課題と構図のラフを終わらせていたら、こんな時間になっていた。
少し休憩しよう。そう思い、椅子にもたれながら背伸びをする。
ラフのできた絵を眺めながら、夕食時親に話した内容を振り返る。
結果だけ言えば、許可はもらえた。
代わりに、条件がついた。
「次の公募展で、入選することか…」
親に言われた言葉を口に出し、反芻する。
公募展はプロの芸術家を夢見る人たちが通る一つの道。
入選できるのはたった数点。
しかも入選倍率は約13倍になる狭き門。
正直自信がない。
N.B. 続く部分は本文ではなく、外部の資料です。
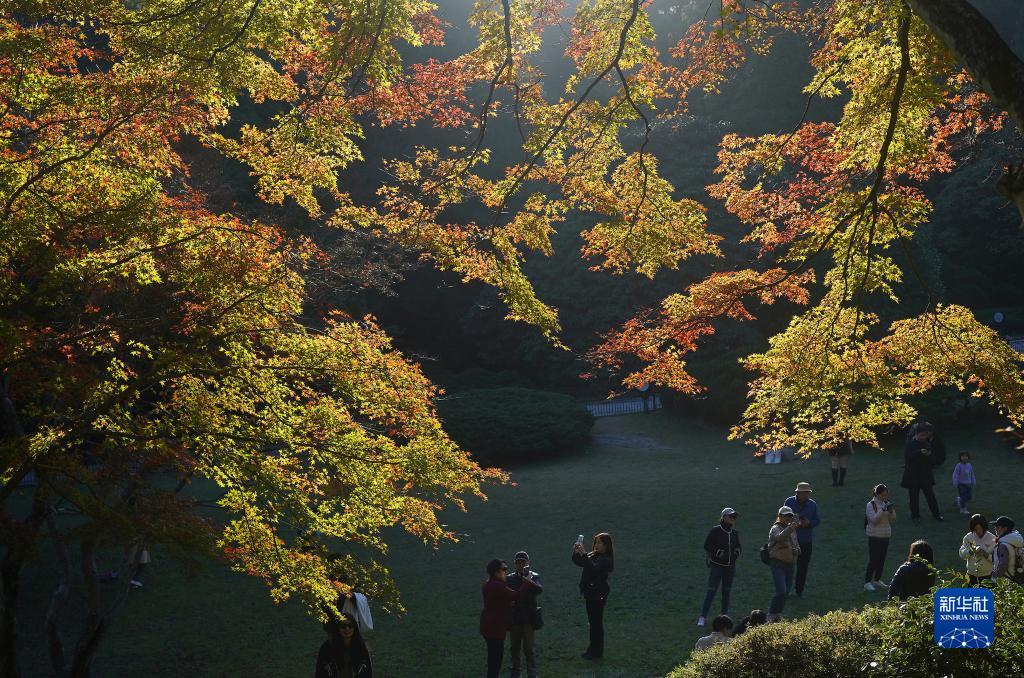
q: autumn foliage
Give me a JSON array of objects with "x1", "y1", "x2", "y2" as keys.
[{"x1": 0, "y1": 0, "x2": 1024, "y2": 663}]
というより、気乗りしない。
もちろん、芸術家になるには通らなければならない道の一つだし、
日置さんを招待するための交換条件だということも理解している。
でも
「違う、こんなんじゃ」
色を載せ始め、まだ3分も経っていない。
私は描きかけのキャンバスを壁に立てかけ、新しいものを取り出した。
光の表現が上手くいかない。
イメージはできているはず、イメージのままかけているはず。
それなのに、なんで?
私はスケッチブックを取り出し、構図のラフを見返した。
テーマである『光と影』を上手く表現できない...!
いつもならすぐ、完成できるのに。
心の奥が冷たくなる。
上手くできないと、そうでないと、
入選できない。
日置さんとの約束が守れない。
両親との約束が守れない。
日置さんを、両親を、
失望させてしまうかもしれない。
両親の評判を落としてしまうかもしれない。
両親の期待を裏切ってしまうかもしれない。
両親の、両親の、両親の!
あれ、わたし
「誰のために描いてるんだろう」
ふと、そんなことが頭によぎった。
何でだろう…?
考えた事も無かったな。
誰のためだっけ?
…今はそんな事どうでもいいや、
私は作品完成のため、キャンバスに向かう。
新しく色を取るため、筆に付いていた絵の具をバケツに貯めた水で洗った。
バケツの水は、色が混ざりすぎて黒くなり底は既に見えなくなっていた。